Using
Dirvish for Disk-to-Disk Backups: Part II
Keith Lofstrom
Dirvish is a disk-to-disk backup program, a Perl wrapper around
the rsync file system network copy program. Using Unix-style hard
links, dirvish and rsync allow successive backup images to share
identical data files and occupy the same disk space, greatly reducing
backup time and backup disk usage.
My first article about dirvish in the January issue of Sys
Admin (http://www.samag.com/documents/s=9464/sam0501b/)
described how I inherited this open source program and where I plan
to take it. In this article, I'll describe how I use dirvish for
my Linux systems. If you are running Windows or Mac clients, you
will need to follow the directions at the rsync site for configuring
rsync and ssh on those platforms. However, the setup for the dirvish
backup server is almost exactly the same.
The Backup Server
Once your clients are provisioned with rsync and configured for
ssh, they can be backed up by dirvish, unmodified and without further
configuration. The dirvish software and configuration resides completely
on backup server. For your backup server, you will need:
- A Linux backup server with two (and preferably three) half-height,
5.25-inch drive bays available and a fairly recent kernel. OpenBSD
will also work well, but the instructions here require some adaptation.
- An IDE main hard drive.
- An IDE backup drive (two or three are recommended, 250 GB recommended).
- A duplicate IDE main hard drive, for full restore tests.
- A ViPower IDE UDMA 133 Super Rack (VP-10LSFU-133) for the main
drive.
- A ViPower IDE to USB 2.0 SwapRACK (VP-1028LSF) for the backup
drive.
- Extra ViPower IDE drive trays (VP-15F-100/133).

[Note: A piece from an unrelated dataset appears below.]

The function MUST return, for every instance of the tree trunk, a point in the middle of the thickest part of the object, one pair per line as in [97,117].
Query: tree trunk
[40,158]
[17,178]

- A third rack (IDE or USB2) if you will be using your server
for client rebuilds.
- A USB2 card or internal USB2 connection. Older USB-1 connections
are far too slow.
- Ssh for the server and all clients, set up for private-keyed,
password-free communication. The latest ssh is available from:
http://www.openssh.org/.
- Rsync for the server and all clients. Since September 2004,
I have been using rsync 2.6.3. The latest version (for Unix, Linux,
Windows, and Mac platforms) can be downloaded from: http://samba.anu.edu.au/rsync/.
- Perl, with modules POSIX, Getopt::Long, Time::ParseDate, and
Time::Period. I am using Perl version 5.8.0. The most recent Perl
may be obtained at: http://www.perl.org/.
Hardware Setup
The hardware setup is easy. I suggest the ViPower swap system
because they are commonly available and work well. A USB2-based
swap cage permits hot-swapping of hard drives without a reboot.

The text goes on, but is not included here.